On that basis, I severely doubt; if anyone who feels that simplified attack and defense attributes that summarize numerous underlining attributes for clarity is not good considering the list of other attributes (within the crew’s personal attributes in our case), will never enjoy the games I enjoy, or like any game idea I come up with.
A good illustration is RPG character level; imagine the case of forming a strategy; ‘Level 14’ is easier to read, express and estimate in the mind than Experience Points 1,203,211; which Level 14 represents. (Only the game developers would know the logarithm formular between levels, the players are interested in the single or two digit figure). Imagine performing a math sum in your head whilst manually shooting AI and saying to your RPG game team mate; ‘Oh, I have 1,203,211 experience points, only 296,789 experience points to go’, no way; a smaller sum is far easier to express; and use for expressions. Attack and defense is there for a similar purpose, and the game document talks about the crew member’s affect on those two sums. Some details are yet to be added for obvious reasons.
We had in mind that many GREAT games are not so realistic with the action and interaction; like:
WoW: Magic?, smelt ore with your hands?
Civillization: One scientist can research anything, bullets can destroy a tank, a warrior with a sword can destroy a tank, the game has one class of laser; no frequency differences
Counter Strike: Players can shoot straight at long distances even though their arm was partially exploded by a grenade. A character can climb a ladder, shoot straight and reload in less than a few seconds, with their heart busted open with a bullet
Command and Conqueror: One class of laser again; the weapons are just prefixed with the word ‘Laser’, with no frequency ranges even considered. They have a laser that beems down from a satellite dish and zaps tanks and buildings via remote control. One faction can dig a tunnel from one island to another in matter of seconds.
Star Wars: Need I say more; who cares how the light sabers work
So if our game is to be geared towards being like them, successful? It would not contain much realism would it? (Is it to be a fantasy? Science; fiction?). As for emotion and other areas affected by realism and the time spent on it; will the result under these working conditions be good? We (the previous writers, game designer and myself) just assumed most players will not care how the lasers work; it won’t affect their purchasing decision, they would predominantly only care that it takes damage, and how much damage the weapon takes; we just felt that many players are just interested in the fun and enchanting story in our case, not realism in the Sci-Fi Role Playing game's game-play. A judgment based on the top rated games listed, how far do we take realism in game-play based on following the examples of industry trained game developers? Or do we ignore this?:
But that is not to say, that realism in game-play is entirely wrong, or possible! Flight Sim is realistic; but that is no Science Fiction RPG. I’m just trying to imagine how realism in a space flight crew management role playing system will be received by the majority. Regarding majority of the gaming community we expect to play, based on their influence on the top games mentioned; do they care how the 40 pixel squared laser cannons work? I’m not too sure about that.
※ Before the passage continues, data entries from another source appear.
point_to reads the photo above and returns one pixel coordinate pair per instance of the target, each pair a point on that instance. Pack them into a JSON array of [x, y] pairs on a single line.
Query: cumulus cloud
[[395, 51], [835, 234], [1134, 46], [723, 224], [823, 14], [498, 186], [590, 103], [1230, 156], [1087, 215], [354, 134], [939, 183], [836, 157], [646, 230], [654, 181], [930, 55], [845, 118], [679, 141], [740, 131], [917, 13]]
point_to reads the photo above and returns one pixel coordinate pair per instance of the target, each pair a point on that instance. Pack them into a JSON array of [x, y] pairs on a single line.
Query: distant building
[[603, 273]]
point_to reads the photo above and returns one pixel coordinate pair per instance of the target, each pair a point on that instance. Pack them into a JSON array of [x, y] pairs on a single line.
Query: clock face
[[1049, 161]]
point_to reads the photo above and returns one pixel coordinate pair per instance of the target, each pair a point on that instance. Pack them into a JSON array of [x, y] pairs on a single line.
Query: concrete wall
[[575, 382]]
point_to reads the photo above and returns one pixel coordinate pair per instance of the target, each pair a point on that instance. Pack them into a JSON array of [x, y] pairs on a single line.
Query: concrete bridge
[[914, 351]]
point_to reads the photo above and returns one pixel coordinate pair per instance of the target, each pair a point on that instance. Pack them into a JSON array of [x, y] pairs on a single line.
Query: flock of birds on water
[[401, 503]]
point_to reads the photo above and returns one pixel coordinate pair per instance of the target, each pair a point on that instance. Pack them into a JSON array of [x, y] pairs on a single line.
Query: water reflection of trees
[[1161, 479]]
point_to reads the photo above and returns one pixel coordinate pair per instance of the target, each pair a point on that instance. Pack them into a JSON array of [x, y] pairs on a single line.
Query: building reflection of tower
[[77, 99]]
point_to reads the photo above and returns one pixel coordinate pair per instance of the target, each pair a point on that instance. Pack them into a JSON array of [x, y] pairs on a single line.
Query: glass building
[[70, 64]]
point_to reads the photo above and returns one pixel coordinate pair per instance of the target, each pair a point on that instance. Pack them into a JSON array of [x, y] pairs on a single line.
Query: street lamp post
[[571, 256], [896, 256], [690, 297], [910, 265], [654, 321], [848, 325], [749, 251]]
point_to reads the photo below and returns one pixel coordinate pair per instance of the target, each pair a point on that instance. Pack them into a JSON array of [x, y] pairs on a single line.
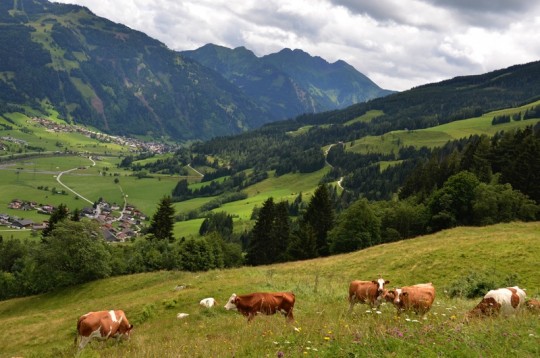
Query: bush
[[477, 284]]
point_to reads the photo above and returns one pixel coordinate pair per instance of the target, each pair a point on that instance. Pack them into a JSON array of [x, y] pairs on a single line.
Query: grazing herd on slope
[[416, 298]]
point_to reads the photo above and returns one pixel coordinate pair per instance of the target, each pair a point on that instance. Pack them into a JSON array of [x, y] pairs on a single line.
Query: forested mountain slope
[[289, 83]]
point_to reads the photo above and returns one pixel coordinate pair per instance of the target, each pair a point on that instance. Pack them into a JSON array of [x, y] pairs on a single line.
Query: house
[[22, 223], [109, 236]]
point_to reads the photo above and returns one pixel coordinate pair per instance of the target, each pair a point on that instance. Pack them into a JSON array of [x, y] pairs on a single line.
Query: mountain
[[59, 59], [290, 82]]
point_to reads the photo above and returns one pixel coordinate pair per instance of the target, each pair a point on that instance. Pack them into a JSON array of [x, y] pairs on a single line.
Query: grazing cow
[[263, 302], [505, 301], [417, 298], [208, 302], [370, 292], [102, 325], [533, 305]]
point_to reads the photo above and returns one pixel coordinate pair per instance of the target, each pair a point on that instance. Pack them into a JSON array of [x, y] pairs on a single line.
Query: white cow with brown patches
[[208, 302], [504, 301], [370, 292], [102, 325]]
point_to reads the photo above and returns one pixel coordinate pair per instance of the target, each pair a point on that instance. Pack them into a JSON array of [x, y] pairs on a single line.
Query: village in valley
[[116, 228]]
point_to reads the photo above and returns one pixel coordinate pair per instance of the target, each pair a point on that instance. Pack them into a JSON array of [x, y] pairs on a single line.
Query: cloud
[[398, 44]]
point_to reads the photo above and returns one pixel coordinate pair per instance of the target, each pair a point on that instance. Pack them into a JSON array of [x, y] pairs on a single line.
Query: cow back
[[362, 291], [418, 298]]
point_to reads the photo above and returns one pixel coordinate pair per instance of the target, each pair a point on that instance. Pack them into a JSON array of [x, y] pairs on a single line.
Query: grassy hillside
[[437, 136], [44, 325]]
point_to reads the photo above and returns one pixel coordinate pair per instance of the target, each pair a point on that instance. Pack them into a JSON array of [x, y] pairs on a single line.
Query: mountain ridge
[[91, 71]]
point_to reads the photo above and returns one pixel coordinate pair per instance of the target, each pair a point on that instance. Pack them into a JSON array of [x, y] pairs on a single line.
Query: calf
[[533, 305], [102, 325], [417, 298], [505, 301], [370, 292], [263, 302], [208, 302]]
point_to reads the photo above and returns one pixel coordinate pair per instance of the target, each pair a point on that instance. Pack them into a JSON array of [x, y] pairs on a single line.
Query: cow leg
[[352, 302], [290, 316]]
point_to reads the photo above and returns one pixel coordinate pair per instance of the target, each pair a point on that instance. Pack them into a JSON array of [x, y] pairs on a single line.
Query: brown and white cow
[[208, 302], [370, 292], [417, 298], [267, 303], [102, 325], [533, 305], [505, 301]]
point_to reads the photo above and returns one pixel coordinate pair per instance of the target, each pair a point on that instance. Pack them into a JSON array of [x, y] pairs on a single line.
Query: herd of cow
[[417, 298]]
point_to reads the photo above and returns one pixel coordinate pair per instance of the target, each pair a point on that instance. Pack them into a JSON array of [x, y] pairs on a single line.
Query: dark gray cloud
[[398, 44]]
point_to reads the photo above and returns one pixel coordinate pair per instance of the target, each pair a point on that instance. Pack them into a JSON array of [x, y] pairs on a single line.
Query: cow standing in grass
[[102, 325], [370, 292], [504, 301], [263, 302], [417, 298]]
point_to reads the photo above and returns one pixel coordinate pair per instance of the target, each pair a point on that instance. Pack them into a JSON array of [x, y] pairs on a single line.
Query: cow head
[[380, 285], [231, 303], [389, 295], [487, 307], [398, 295]]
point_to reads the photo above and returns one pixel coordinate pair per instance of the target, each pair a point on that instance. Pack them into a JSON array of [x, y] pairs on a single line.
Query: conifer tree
[[259, 250], [320, 217], [162, 224], [58, 214]]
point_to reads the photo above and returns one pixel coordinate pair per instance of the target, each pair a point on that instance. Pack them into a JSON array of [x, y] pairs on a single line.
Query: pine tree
[[320, 217], [258, 251], [162, 224], [58, 214], [280, 232]]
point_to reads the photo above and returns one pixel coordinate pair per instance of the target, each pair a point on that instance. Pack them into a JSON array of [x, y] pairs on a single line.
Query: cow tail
[[78, 330]]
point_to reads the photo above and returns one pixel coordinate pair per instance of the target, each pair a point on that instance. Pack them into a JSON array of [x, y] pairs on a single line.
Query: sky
[[398, 44]]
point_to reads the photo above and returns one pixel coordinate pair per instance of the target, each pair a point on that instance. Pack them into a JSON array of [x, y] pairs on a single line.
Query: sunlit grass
[[44, 325]]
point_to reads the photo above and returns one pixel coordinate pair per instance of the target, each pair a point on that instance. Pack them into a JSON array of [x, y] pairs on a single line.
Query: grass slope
[[44, 325], [437, 136]]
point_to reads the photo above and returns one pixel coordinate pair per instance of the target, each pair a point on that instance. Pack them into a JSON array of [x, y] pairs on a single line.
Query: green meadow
[[36, 135], [44, 325], [437, 136]]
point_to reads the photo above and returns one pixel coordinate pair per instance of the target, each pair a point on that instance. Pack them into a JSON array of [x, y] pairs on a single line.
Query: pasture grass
[[438, 136], [44, 325]]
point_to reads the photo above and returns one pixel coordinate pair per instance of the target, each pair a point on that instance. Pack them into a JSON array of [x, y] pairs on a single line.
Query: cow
[[267, 303], [504, 301], [370, 292], [417, 298], [208, 302], [102, 325], [533, 305]]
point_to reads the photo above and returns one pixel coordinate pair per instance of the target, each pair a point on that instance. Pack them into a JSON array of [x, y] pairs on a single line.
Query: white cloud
[[398, 44]]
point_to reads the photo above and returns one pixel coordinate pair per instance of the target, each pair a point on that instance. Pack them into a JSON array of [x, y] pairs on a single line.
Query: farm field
[[44, 326], [437, 136]]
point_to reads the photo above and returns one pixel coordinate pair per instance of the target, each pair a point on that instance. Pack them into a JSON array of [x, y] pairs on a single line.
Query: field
[[437, 136], [44, 326]]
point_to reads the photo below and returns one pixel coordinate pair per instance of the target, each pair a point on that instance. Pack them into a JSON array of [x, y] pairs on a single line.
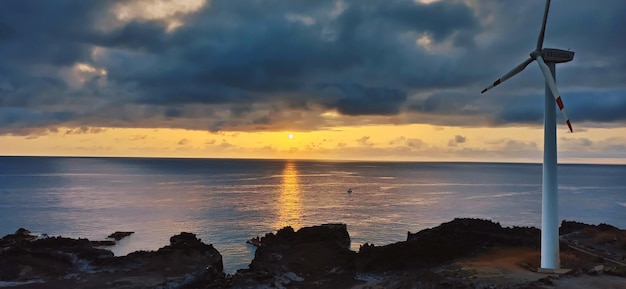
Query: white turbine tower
[[547, 58]]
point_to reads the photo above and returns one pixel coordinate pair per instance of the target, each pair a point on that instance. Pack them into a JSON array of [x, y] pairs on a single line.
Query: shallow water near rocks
[[226, 202]]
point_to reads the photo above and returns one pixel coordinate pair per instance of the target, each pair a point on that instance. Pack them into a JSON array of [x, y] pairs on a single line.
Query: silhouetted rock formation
[[318, 254], [455, 239], [74, 263], [118, 235], [316, 257]]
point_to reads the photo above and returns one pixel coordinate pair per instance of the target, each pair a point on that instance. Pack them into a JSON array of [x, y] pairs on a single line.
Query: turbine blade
[[510, 74], [555, 92], [543, 26]]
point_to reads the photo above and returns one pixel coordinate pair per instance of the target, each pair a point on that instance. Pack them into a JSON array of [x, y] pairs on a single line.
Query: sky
[[327, 79]]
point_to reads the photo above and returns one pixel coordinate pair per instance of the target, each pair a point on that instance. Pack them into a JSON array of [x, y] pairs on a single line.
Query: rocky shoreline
[[463, 253]]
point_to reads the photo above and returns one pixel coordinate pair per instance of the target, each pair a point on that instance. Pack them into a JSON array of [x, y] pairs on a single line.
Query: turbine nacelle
[[554, 55]]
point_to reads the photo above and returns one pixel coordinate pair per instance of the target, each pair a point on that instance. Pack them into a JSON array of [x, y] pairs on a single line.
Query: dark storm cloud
[[232, 58]]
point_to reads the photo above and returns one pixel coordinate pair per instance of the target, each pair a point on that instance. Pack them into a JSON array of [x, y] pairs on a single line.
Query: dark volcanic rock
[[118, 235], [455, 239], [317, 255], [74, 263]]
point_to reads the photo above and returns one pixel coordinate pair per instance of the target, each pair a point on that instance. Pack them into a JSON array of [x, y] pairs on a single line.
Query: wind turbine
[[547, 58]]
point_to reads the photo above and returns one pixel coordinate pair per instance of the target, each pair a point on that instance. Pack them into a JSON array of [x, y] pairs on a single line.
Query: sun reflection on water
[[289, 201]]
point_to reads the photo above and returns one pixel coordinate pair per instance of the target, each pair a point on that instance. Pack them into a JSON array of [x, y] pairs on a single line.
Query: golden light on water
[[289, 200]]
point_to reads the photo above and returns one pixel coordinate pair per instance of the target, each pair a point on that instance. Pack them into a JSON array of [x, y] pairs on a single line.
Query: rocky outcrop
[[318, 255], [74, 263], [458, 238], [118, 235]]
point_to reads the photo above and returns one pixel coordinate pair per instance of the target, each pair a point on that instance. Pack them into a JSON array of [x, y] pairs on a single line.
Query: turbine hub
[[555, 55]]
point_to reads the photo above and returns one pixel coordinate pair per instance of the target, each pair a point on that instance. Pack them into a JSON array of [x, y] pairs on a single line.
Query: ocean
[[228, 201]]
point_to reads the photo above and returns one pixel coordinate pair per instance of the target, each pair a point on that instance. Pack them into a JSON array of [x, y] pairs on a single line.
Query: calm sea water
[[226, 202]]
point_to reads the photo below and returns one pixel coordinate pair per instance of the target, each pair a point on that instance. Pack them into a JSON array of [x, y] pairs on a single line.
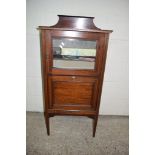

That might make a nice poll.
We are not competing against the likes of those games considering we are a small group; but do we expect people to enjoy our game for long if it has more emphasis on logic and reason than any of those aforementioned games, and the chart games in those lists? I’m not too sure about that either.
Probably, I’m getting the wrong impression from the emphasis on laser frequencies; granted it will be cool to have laser frequencies, just not sure if the complexity of making an online RPG is being considered before focusing on such details.
Either you aim for the hard core sci-fi fans or the casual; or try to cater to both with different modes, incentives and levels of detail. I don’t get the impression your advice considers common gamers, the majority of games players and youngsters who buy indie games. Only the smart, which is fine; just not what I and the previous guys where aiming for.
But people will disagree with what I say here; we all have different perspectives, it is just the way it is; some people care for logical explanations for science-fiction weapons, some just care for the action. Some people buy a game because it looks nice, or because it has many weapons in it, perhaps because it has different laser frequencies featured in it; I’m certain I wouldn’t buy a Sci-Fi RPG because it has logical weapons; and shouldn’t try to make something I wouldn’t play.
Thinking about games like Worms, Star Wars, City of Heroes, Starcraft, Command And Conquer, WoW, Quake, Guild Wars, Dune, Unreal and Doom; However different, they share similar instances of unrealistic weapons and items.
Funny experience; I’ve played a game based in the near future with Rail Guns that shoot through a brick walls, without scratching a single brick or the wall paper on it, no smoke or nothing and yet the human target gets the beam shot through them, burns them I think and then bleeds them as they die. Imagine working on a project like that for months and months, ‘hmmm; shooting through walls, not very realistic; we need to find a more logical solution’; that Red Faction game was a decent hit, it got released on PS2 because of its reasonable PC success, eventually. I can’t stand the game, but not because it is un-realistic.
That’s all I will say from now. It will be great seeing it all work out.
If the majority agrees with your direction and if you are up for the challenge of helping us make your advice take place; please explains how it works in the game, what the player sees (taking your time). The answers to these questions will sum up how the ideas will work and will be a good start towards making them happen.
Explain the attack types and how it all works within a 2d engine between players playing online and with the AI, what kind graphical content is needed to illustrate the ideas presented, how the different attacks and maneuvers work & what buttons are used. How modelers can get an understanding of how realistic planets, substances, effects, weapons, robots look like and animate so things match up with the scientific guidelines. Or does it matter there? Try to provide details on who the player represents and what factions exist if the current seem undesirable, who the main characters are, the minor character types, antagonists and protagonists; when we should include the main characters, how linear the missions are, and how many should exist, and how they challenge the player etc, how devices affect targets with different attacks and defenses as you outlined, how many different devices and weapons would exist (eventually). Let us know how damage is calculated based on different attacks, how damage is calculated based on items and crew members (if they would make an affect), how buffs and de-buffs work (if they exist); this determines how the XML specifications will be set up. Let us how the GUI controls the different attack types; and if manual and automatic fire input is still going to fit in, how missions are played, what missions consist of, how players interact, how information is presented to the players regarding things like laser frequencies, governmental stocks, energy sources, waste-to-food conversion and other issues you present Also; how logical details affect how all the special effects look as currently, imagination is being used.
All this will be of great assistance when producing the content and designing the XML entities and classes; we on the creative team would then know how to make it happen. I’d help if necessary, but relate with the proposed level of detail. What ever else the programmers would need to know would be proposed by them.
Meanwhile hopefully others will comment and not just leave me to give an opinion; then will make our minds up on what to include and what not; then commence with the development of the content for the demo. Unwanted elements and ideas can remain in that to simply attract attention to the website and the real game being developed.
Have a nice evening, thanks for the input.